Data Preparation

This section explains how to prepare X and y for PanelMMM. It covers the required columns, how panel rows are organised when you use dims, and how Abacus scales channels and the target before fitting.

Pages

  • Input Data Requirements — Required X and y inputs, column roles, alignment rules, and common input errors.
  • Panel Data Layout — How to structure rows for no panel dims, one dim such as geo, or multiple dims such as geo and brand.
  • Scaling and Preprocessing — What Abacus scales automatically, how Scaling works, and what to preprocess yourself.

Subsections of Data Preparation

Input Data Requirements

Use this page together with Panel Data Layout and Scaling and Preprocessing when you prepare a dataset for PanelMMM.

Core contract

For direct Python use, PanelMMM expects:

  • X as a pandas.DataFrame
  • y as a pandas.Series named target_column, or a one-dimensional NumPy array of the same length as X

X must contain the date column, all media columns, and any configured control_columns or dims columns. y carries only the target values.

Role Where it must be present Required Notes
date_column X Yes Normalise to datetimes or parseable date strings.
channel_columns X Yes Every listed channel column must exist in X.
target_column y Yes y.name should match target_column.
control_columns X No If configured, every listed control column must exist in X.
dims X No One column per configured panel dimension, such as geo or brand.

X and y

When you call fit(X, y) or build_model(X, y):

  • Keep the target out of X.
  • Keep X and y row-aligned.
  • If both are pandas objects, keep the same index on both. The shared regression builder checks index equality before fitting.
  • If you pass y as a NumPy array, its length must match len(X).
  • For panel models, each date_column + dims combination must appear exactly once.
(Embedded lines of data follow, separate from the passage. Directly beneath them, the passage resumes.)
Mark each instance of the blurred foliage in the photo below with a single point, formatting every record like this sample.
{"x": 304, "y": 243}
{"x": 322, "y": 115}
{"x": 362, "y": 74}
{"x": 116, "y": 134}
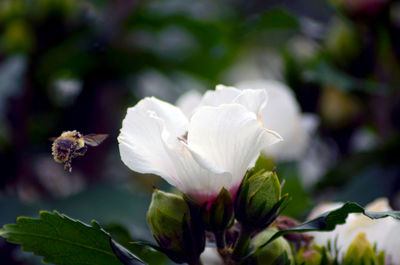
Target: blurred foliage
{"x": 68, "y": 64}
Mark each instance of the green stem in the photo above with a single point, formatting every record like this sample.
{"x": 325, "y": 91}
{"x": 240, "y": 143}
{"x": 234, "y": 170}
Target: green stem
{"x": 220, "y": 239}
{"x": 242, "y": 244}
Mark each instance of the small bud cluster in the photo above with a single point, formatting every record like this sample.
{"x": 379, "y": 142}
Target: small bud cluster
{"x": 238, "y": 226}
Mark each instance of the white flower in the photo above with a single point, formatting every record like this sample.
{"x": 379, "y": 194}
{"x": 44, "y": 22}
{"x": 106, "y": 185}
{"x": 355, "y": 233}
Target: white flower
{"x": 283, "y": 115}
{"x": 385, "y": 233}
{"x": 200, "y": 155}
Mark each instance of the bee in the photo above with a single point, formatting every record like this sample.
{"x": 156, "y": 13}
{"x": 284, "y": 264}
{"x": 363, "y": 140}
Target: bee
{"x": 71, "y": 144}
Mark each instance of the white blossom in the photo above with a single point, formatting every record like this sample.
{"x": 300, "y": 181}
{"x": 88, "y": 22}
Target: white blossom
{"x": 283, "y": 115}
{"x": 385, "y": 233}
{"x": 201, "y": 154}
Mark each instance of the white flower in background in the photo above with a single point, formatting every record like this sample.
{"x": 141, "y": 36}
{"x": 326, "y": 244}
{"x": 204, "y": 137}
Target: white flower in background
{"x": 385, "y": 233}
{"x": 200, "y": 155}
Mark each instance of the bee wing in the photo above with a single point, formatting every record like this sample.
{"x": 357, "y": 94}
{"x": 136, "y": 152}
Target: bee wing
{"x": 94, "y": 139}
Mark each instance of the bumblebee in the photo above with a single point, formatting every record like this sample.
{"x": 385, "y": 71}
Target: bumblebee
{"x": 71, "y": 144}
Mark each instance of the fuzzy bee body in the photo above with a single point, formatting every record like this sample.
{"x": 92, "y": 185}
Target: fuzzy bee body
{"x": 71, "y": 144}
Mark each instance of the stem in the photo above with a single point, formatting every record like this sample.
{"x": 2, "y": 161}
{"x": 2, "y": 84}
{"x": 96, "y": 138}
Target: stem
{"x": 242, "y": 244}
{"x": 220, "y": 239}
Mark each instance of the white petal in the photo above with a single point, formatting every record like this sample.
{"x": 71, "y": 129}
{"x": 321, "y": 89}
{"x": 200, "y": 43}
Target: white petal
{"x": 201, "y": 182}
{"x": 228, "y": 137}
{"x": 144, "y": 130}
{"x": 254, "y": 100}
{"x": 282, "y": 114}
{"x": 221, "y": 95}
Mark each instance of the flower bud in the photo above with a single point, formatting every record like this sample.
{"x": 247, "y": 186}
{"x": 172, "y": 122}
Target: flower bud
{"x": 256, "y": 202}
{"x": 218, "y": 215}
{"x": 169, "y": 219}
{"x": 309, "y": 256}
{"x": 361, "y": 251}
{"x": 274, "y": 251}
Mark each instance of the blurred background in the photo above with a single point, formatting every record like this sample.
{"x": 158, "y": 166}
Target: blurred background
{"x": 77, "y": 65}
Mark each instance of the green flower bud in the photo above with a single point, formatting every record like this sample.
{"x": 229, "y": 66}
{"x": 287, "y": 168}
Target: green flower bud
{"x": 361, "y": 251}
{"x": 170, "y": 221}
{"x": 256, "y": 202}
{"x": 273, "y": 252}
{"x": 218, "y": 215}
{"x": 309, "y": 256}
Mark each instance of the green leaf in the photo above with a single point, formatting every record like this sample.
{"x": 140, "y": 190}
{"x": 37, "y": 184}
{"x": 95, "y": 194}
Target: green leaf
{"x": 126, "y": 257}
{"x": 61, "y": 240}
{"x": 147, "y": 253}
{"x": 329, "y": 220}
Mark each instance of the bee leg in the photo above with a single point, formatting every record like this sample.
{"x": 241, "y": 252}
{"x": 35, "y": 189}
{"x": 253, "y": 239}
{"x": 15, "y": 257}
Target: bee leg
{"x": 67, "y": 164}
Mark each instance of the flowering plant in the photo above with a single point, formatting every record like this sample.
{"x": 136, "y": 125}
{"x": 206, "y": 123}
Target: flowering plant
{"x": 226, "y": 201}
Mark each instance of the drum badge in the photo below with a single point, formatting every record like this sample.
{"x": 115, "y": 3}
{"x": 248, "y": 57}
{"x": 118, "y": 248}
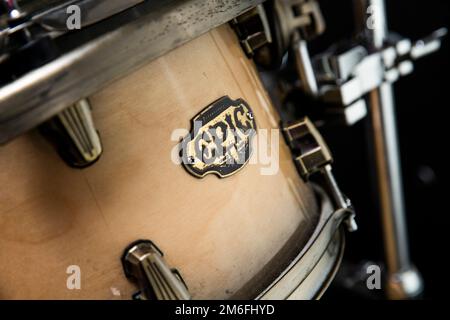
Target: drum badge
{"x": 221, "y": 139}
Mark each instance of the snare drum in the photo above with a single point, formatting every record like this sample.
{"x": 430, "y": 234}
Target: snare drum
{"x": 67, "y": 233}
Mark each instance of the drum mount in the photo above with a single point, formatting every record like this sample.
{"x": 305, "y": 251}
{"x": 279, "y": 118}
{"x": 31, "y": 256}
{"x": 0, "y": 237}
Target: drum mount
{"x": 354, "y": 79}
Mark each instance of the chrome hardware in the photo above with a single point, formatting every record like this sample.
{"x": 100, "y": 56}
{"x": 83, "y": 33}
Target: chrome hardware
{"x": 144, "y": 263}
{"x": 313, "y": 156}
{"x": 314, "y": 153}
{"x": 74, "y": 135}
{"x": 46, "y": 90}
{"x": 252, "y": 29}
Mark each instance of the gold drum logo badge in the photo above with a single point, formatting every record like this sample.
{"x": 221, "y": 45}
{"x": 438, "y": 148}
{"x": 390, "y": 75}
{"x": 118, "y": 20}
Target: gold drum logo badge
{"x": 221, "y": 139}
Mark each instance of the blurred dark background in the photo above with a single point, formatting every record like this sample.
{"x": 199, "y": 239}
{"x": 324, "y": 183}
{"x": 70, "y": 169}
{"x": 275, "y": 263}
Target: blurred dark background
{"x": 421, "y": 100}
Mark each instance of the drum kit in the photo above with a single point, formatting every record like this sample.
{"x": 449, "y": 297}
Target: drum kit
{"x": 132, "y": 142}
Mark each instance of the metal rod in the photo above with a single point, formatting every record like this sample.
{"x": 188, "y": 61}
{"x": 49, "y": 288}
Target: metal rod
{"x": 402, "y": 280}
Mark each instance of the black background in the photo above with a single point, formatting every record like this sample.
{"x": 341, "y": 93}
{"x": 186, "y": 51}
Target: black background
{"x": 421, "y": 103}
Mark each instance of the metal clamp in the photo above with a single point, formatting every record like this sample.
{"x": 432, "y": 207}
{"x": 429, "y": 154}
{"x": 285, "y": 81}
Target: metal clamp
{"x": 144, "y": 263}
{"x": 73, "y": 134}
{"x": 252, "y": 29}
{"x": 313, "y": 156}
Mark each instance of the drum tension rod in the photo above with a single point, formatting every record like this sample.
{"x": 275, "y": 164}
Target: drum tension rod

Duplicate rows are rejected.

Abacus uses target_column as the target name throughout the panel reshape. If y is a Series, its name must match target_column.

Date column

date_column is required in X.

Abacus expects calendar dates, not integer date codes. In practice:

  • Use datetime64[ns] where possible.
  • Parse string dates with pd.to_datetime(...) before fitting when you use the Python API.
  • Do not rely on numeric date values such as 0, 1, 2. Pandas can interpret them as offsets from the Unix epoch, which is usually not what you want.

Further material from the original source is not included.